Agree Realty Corp. (NYSE:ADC) will replace CentraCore Properties Trust (NYSE:CPV) in the S&P REIT Composite after the close of trading on Wednesday, January 24. CentraCore is being acquired by The Geo Group, Inc. (NYSE:GEO) in a deal expected to close on or about that date, pending final approvals.

Strategic Hotels & Resorts, Inc. (NYSE:BEE) will replace Reckson Associates Realty Corp. (NYSE:RA) in the S&P REIT Composite after the close of trading on Thursday, January 25. Reckson is being acquired by S&P REIT Composite constituent SL Green Realty Corp. (NYSE:SLG) in a deal expected to close on or about that date, pending final approvals.

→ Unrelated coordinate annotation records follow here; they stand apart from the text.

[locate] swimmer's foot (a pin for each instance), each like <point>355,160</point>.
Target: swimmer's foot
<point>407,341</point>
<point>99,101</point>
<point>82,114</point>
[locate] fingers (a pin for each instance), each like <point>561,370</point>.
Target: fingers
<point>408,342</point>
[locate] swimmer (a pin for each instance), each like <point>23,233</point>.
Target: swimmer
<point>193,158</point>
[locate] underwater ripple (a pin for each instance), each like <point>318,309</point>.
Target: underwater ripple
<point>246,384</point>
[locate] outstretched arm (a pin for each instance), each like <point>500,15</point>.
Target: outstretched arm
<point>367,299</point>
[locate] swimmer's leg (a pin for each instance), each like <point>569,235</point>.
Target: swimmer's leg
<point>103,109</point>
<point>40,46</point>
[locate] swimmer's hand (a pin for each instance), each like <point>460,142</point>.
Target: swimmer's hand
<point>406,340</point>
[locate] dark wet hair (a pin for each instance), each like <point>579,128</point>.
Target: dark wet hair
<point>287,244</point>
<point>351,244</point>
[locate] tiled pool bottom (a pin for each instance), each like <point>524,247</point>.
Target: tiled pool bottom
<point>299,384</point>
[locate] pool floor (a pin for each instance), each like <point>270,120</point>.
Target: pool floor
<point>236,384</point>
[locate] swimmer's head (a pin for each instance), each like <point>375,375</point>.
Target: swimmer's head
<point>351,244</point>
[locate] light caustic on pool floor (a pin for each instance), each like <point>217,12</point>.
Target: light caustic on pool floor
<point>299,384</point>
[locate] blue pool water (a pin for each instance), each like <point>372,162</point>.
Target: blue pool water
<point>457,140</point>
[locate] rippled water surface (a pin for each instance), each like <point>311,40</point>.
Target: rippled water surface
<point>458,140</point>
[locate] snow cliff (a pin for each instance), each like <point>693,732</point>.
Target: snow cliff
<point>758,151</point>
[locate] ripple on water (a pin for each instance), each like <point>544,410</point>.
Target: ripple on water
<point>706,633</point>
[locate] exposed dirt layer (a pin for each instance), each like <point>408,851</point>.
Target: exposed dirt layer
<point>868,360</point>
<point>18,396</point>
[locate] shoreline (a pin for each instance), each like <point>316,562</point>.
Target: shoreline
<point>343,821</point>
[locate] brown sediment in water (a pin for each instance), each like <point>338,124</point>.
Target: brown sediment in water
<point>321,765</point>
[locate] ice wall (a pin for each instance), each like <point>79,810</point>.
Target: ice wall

Nutrition 21, Inc. (NDAQ:NXXI) announced that daily supplementation with Selenomax, the company's high selenium yeast product, suppressed progression of the human immunodeficiency virus (HIV-1) and improved immune cell CD4 counts in HIV-1 seropositive men and women. These findings are significant because boosting the immune system's CD4 cell count and suppressing viral loads (co-measurements of HIV progression and the goals of HIV treatment), can decrease the likelihood of developing complication of HIV disease and prolong life. Selenomax will be available first at CVS/pharmacy (NYSE:CVS) in all its 6,200 retail stores across the country, including PharmaCare Specialty Pharmacy locations.  

Nitches, Inc. (NDAQ:NICH) reports Q1 EPS of $0.27 compared to $0.14 for the same period last year. Consolidated net sales for the Q1 FY07 increased 141% to $35.4 million versus $14.7 million for the first quarter of 2006.